NoSQL Relational Database Management System: NoSQL Brokering Language

The need for an intermediate query language

NoSQL's most prominent feature is that its native query language is the UNIX shell. This is a major advantage over the vast majority of other database systems, but it can also be a problem. The shell is an extremely powerful interface to the underlying operating system, sometimes too powerful for the naive database user. Furthermore, not everyone may be granted direct shell access to a NoSQL system, especially on potentially insecure public networks, such as the Internet. For both ease of use and better security, most database-enabled applications that are accessible with an HTML Web browser only offer pre-built query forms, and free-form queries against the database are generally not allowed.

Sometimes, though, free-form queries may be useful, for instance when the database can be queried by a remote programmatic client, like what happens in traditional SQL/ODBC setups. Occasionally one may want to set up a Web form where a user can enter free-form queries, usually in the form of SQL statements. Of course, accepting native shell statements coming from either a remote program or a Web user would pose serious security issues, as that would be equivalent to granting the remote client entity direct shell access to the server system.

In other words, I have started to feel the need for an intermediate query language, something that can be used to de-couple a NoSQL query from the underlying shell interpreter. A language that is much less powerful than the shell, but simpler to learn and still powerful enough to allow arbitrary queries against a NoSQL database. And a language that is still close enough to the original Operator-Stream Paradigm^?. I have dubbed such language NoSQL Brokering Language (NBL), and although it is still in its early stage of development and may undergo extensive modifications in the future, it can already be used for simple real-world applications. In its present form, NBL can only be used for querying the data and cannot be used for editing or changing it in any way.

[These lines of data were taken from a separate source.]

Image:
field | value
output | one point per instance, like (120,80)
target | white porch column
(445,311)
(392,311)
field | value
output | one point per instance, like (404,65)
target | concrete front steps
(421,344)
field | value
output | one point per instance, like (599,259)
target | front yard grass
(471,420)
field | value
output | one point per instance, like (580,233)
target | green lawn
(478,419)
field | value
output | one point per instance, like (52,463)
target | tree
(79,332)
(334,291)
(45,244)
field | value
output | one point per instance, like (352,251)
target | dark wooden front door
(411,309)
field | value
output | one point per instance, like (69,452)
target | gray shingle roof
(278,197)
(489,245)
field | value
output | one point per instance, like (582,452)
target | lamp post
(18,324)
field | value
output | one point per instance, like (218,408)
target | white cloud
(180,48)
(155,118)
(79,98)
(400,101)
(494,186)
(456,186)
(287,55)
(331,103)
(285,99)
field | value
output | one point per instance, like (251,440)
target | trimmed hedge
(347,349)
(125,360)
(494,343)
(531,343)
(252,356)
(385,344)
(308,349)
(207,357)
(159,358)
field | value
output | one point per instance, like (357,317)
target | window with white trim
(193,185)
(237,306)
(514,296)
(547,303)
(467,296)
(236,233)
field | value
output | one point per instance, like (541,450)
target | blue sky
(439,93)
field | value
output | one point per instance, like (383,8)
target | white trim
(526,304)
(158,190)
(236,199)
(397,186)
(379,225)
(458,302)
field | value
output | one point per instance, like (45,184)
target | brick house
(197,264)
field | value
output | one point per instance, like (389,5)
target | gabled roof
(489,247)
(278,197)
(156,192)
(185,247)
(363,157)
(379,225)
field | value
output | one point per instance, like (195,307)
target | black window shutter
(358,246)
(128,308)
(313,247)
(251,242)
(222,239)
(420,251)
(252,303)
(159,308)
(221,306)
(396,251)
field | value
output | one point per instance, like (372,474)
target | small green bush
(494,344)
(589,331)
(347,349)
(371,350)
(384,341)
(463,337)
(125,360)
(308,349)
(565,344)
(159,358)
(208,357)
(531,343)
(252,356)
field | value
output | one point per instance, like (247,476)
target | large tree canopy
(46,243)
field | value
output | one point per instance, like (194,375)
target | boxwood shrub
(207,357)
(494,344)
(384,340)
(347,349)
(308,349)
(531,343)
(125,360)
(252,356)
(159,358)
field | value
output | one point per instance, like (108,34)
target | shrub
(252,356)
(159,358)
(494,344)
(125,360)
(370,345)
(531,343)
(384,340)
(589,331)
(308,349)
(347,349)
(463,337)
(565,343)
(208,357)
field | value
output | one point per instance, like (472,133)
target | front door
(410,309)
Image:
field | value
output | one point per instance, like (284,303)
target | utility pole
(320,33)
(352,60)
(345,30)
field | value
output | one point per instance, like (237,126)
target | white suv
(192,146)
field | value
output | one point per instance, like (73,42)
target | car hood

NBL requires that a Database Schema table is provided by the database administrator, containing certain pieces of meta-data describing the database that is being queried. Not all tables need to be listed in the schema, but only those ones that are to be made available for querying through NBL. NoSQL schemas are currently used only with NBL, but they may be extended in the future to contain additional meta-data to be used also with other NoSQL functions. To date NBL only supports table primary indexes, while hashed secondary-indexes are not yet supported (see Big tables).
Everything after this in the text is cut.